Rankings compiled by Richard Wade.

#1 Anderson Silva is set to face #6 Vitor Belfort at UFC 126. If Silva wins he may very well be rewarded with a mega-fight against welterweight champ Georges St Pierre.

That will leave #2 Yushin Okami on the shelf, but Okami has come to expect this sort of thing.

#3 Chael Sonnen is on the shelf too, but for different reasons. His felony money laundering conviction has prompted the UFC to freeze Sonnen's contract for the time being.

#8 Ronaldo "Jacare" Souza will defend his Strikeforce middleweight title against #11 Robbie Lawler at Strikeforce: Diaz vs Cyborg this weekend.

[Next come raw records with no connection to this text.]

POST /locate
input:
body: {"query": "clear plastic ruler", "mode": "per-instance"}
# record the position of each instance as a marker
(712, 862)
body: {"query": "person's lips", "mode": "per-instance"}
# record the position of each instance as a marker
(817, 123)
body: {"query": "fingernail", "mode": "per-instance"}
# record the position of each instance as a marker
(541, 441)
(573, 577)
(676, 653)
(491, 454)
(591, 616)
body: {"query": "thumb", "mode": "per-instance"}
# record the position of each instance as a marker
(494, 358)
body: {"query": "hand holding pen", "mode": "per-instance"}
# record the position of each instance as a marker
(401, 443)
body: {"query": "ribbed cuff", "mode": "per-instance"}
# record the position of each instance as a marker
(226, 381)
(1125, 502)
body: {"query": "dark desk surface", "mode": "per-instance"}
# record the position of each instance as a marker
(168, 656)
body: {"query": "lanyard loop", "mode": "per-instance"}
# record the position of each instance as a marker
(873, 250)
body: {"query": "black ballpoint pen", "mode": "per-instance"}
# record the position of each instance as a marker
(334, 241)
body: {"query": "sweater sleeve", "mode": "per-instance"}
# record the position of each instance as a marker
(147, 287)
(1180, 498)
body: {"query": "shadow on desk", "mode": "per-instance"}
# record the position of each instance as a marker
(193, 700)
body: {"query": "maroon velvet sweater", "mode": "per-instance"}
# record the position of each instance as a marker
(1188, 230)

Based on the premise that all MMA rankings are subjective but that it’s still useful and informative to know who the online MMA community as a whole ranks as the best fighters in MMA, we collect and average the rankings of the top MMA websites to produce our consensus rankings. We compile the top MMA rankings from each of our sources and award 25 points for a first place ranking, 16 for a 10th place ranking, 1 for a 25th place ranking. A formula is used to "normalize" the data so all fighters are awarded points from those lists that do not include a full 25 fighters. This formula ensures that each ranking site awards the same number of total points regardless of how many fighters they choose to rank. Each fighter’s total is divided by the number of possible points to determine their standing in the Consensus Rankings.

We are now moving to what JCS of Fight Matrix has described as assumed rankings in an attempt to rank fighters who move between weight classes. This has been the biggest problem with the consensus rankings and we believe this new methodology will rectify that.

Let's take Anderson Silva for instance. 87% (13 of 15) of our panelists have him at Light Heavyweight and 100% (15 of 15) at Middleweight. On the 13 ballots that ranked Silva at 205, we took the average (21.2). We then reduced that number by half the percentage of Light Heavyweight ballots that he was not included on. Say he's not on 30% of them, then we do a 15% penalty on the average that we found in the previous step. That number is then used instead of the usual "normalization number" to provide points from those not ranking the fighter in the weight class in question. This avoids fighters being excessively penalized by confusion about which weight class they belong.